The plant is subject to the federal Clean Air Act. Because of the age of the power plant units, and the need to maintain the plant's capabilities to ensure reliability of the regional power grid, the Maryland Department of the Environment (MDE) had exempted the plant from compliance with a state law, the Healthy Air Act, which sets stringent air pollution limits for sulfur oxide and NOx. However, FirstEnergy decided to cease plant operations in 2012, and in 2013 MDE proposed reinstating the stringent state emission requirements, in case the plant resumes operations in the future.

==History==
Construction of the first power plant at Williamsport began in 1922 by the Potomac Public Service Company. In 1923, the company became part of the Potomac Edison Company; formerly known as the Hagerstown and Frederick Railway. In 1925, Potomac Edison joined West Penn Electric Company. The first generating unit began service in 1927. Coal was delivered to the plant by the Western Maryland Railway. The plant was named for R. Paul Smith, the company's first president.

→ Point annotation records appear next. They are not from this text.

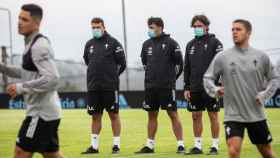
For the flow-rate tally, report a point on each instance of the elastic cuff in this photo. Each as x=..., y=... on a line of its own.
x=19, y=88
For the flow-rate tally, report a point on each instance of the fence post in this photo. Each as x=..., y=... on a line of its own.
x=4, y=57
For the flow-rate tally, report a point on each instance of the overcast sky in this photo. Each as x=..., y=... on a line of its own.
x=67, y=23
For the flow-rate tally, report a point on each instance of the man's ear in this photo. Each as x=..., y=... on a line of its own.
x=37, y=20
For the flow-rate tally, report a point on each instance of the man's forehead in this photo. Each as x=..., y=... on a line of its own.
x=25, y=14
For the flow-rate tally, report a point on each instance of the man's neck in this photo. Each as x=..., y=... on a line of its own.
x=29, y=37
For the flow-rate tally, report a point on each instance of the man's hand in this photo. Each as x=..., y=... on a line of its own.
x=187, y=95
x=12, y=90
x=221, y=91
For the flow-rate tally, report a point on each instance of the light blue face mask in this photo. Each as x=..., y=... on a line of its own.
x=152, y=33
x=97, y=33
x=198, y=31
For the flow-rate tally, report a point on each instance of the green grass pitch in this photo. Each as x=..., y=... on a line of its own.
x=75, y=134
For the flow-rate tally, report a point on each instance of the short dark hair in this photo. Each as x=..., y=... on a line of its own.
x=34, y=10
x=97, y=20
x=245, y=23
x=202, y=18
x=157, y=21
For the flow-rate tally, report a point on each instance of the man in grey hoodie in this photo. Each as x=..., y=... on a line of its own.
x=244, y=71
x=39, y=75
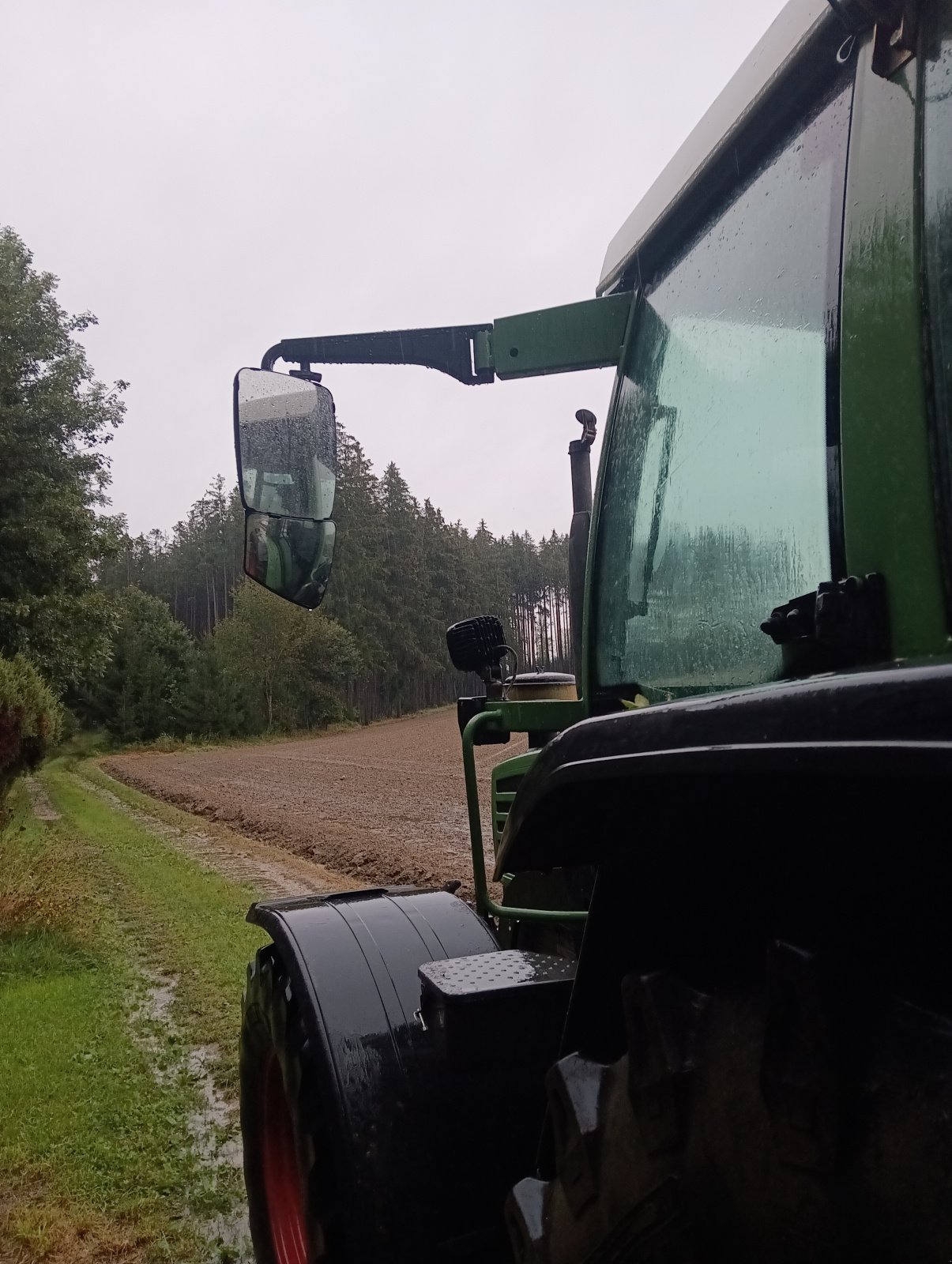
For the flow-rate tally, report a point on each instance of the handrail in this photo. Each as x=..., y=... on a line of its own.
x=486, y=905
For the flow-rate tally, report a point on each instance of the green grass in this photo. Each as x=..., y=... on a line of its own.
x=95, y=1160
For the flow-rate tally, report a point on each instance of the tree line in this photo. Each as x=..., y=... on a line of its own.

The 1927 unit was replaced by a new unit in 1947 with a nameplate capacity of 34.5 MW. An additional 75 MW operating unit was constructed in 1958. In 1960 the West Penn Electric Company was renamed Allegheny Power System, Inc. Circa 1970 the plant began to receive coal deliveries by truck, and rail deliveries ended.

On January 26, 2012 parent company FirstEnergy announced that the station would be closed due to the cost of retrofitting the plant to comply with environmental regulations due to take effect in 2015. The R. Paul Smith station was one of six FirstEnergy stations to be retired in 2012. In its last years the plant was operated intermittently. FirstEnergy ceased plant operations on September 1, 2012.